The body of four-year-old Gregory Villemin was found drowned in the Vologne river in eastern France in October 1984. The following day, a letter arrived at his parents' home claiming responsibility for the murder and saying it was "revenge." The Villemins had been receiving anonymous hate mail ahead of Gregory's death.
The boy's killing sparked a 17-year-long legal saga that transfixed France. The case was closed in 2001 without identifying either the murderer or the sender of the mysterious letters.
Prosecutors relaunched the probe last December in light of new DNA testing techniques. The results of a five months of analysis were filed with the state prosecutor in eastern Dijon on Thursday.
The analysis revealed two sets of DNA on a letter sent to Gregory's family nine months after his murder, prosecutor Jean-Marie Beney told AFP.

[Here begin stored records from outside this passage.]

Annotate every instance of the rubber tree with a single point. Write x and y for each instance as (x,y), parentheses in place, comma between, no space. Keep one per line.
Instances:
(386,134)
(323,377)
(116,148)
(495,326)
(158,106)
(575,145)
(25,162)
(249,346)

"We found two identifiable sets of DNA on the sealed evidence: a woman's DNA on or under the stamp of one of the letters from the poison-pen writer and a man's DNA on the same letter," Beney said.
The letter -- sent to Albert and Monique Villemin, the boy's grandparents -- contained a threat against the entire family. "I will do you in, the Villemin family, Monique is next on the list."
According to an expert quoted in Le Parisien newspaper, the next step will be to compare the new DNA samples with those of everyone known to be involved with the case as well as all investigators who handled the pieces of evidence.
The DNA tests were carried out at the request of the boy's parents, Christine and Jean-Marie Villemin, who both served time in prison in connection with their son's killing.
They lawyer Marie-Christine Chastant-Morand said Thursday her clients "still hope to discover the truth".
Tangled family ties
A cousin of the child's father, Bernard Laroche, was charged a month after the murder based on evidence given by a teenage sister-in-law.
He was released after she withdrew her claims, but was later shot dead in March 1985 by Grogory's father Jean-Marie, who spent two and a half years in prison for the crime. The threatening letters continued after Laroche's death.
Later that year, Gregory's mother Christine was charged with his murder. She was cleared eight years later and all charges were dropped.
The couple now lives with their two children south of Paris. They continue to insist that Laroche was responsible for their son's death.